The novel has been out of print for some time, indeed I tried to find a copy a couple of years ago and couldn’t. Thankfully Gollanz have seen fit to reprint it as part of their masterworks series.
So how, after 25 years, does the book hold up?
Remarkably well is the short answer. Apart from a couple of historical errors that have crept in with the relentless march of time, it’s a book that fans of Paolo Bacigalupi’s Ship Breaker series and Anna North’s America Pacifica would enjoy.
It’s a story within a story – the survivors of an a slow apocalypse looking back at the end of the Greenhouse culture.
We are introduced to an archeologist taking a playwright around the crumbling monoliths of the Greenhouse culture. Vast city towers that held 70,000 plus people each. These are the autumn people living in the age where the earth is rapidly cooling toward another ice age. The Archeologist has written a novel that makes a narrative from her discoveries and thus the reader is drawn into the tale of a group of pivotal personalities that see out the beginning of the downfall of our culture, the Greenhouse culture.

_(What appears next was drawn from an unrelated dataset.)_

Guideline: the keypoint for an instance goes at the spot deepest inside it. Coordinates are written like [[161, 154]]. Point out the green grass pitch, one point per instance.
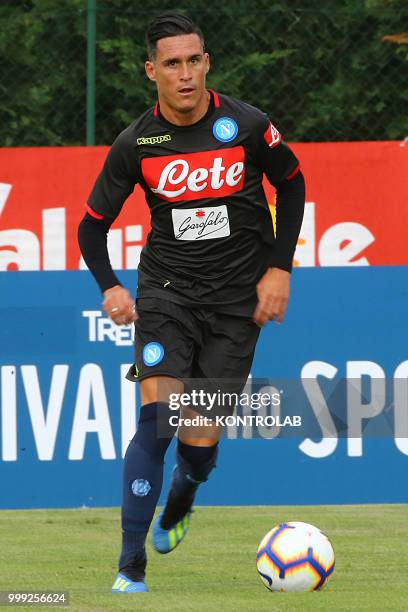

A didactic novel written in the mode of science fiction realism, in literary terms, its tone feels very similar to English works like Orwell’s Nineteen Eighty Four, its bleak forecast and representation of the poor reminded me a little of A Clockwork Orange. The Sea and Summer is undeniably Australian though and really should be on the reading list of every Australian science fiction writer.
Turner does note in his afterword that:
Nobody can foretell the future.In a world of disparate aims, philosophies and physical conditions the possible permutations are endless; few guesses aimed beyond a decade from today are likely to be correct, even by accident.The comment above me made me smile because I think Turner got a lot right in The Sea and Summer, maybe it was pure luck, maybe it was a well rounded knowledge of trends or just an understanding of human nature, but his 2040’s has the rich with large flat screen entertainment terminals that sound a lot like the Smart TV’s that you can buy now (if you happen to be lucky enough to live where you can get suitable internet service). The broadening gap between the rich and the poor (or Sweet and Swill as they are termed in the book) is happening. Even the conspiracy at the heart of the novel was apparently voiced by one of Australia’s richest business women yesterday.
The books central message, observation, warning on climate change goes largely ignored today. Our next likely Prime Minister for example seems confused by the reality of the situation. The Sea and Summer is not depressing though, realistic in its observation of humans and the disasters we can bring upon ourselves, but also hopeful.
The Sea and Summer won the Arthur C Clark award in 1988 the second year the Award had run. Turner had earlier won the Miles Franklin for his mainstream work The Cupboard Under the Stairs. Some awarded books fade from our consciousness, some we can look back on and wonder what the voters and juries of yester year were smoking. Not so with The Sea and Summer, this book deserves its award nomination and deserves to be read. I’d recommend it as a school text if I didn’t think that forcing teens to read it might result in an aversion to it by virtue of it being a prescribed text.
This book was provided by the publisher.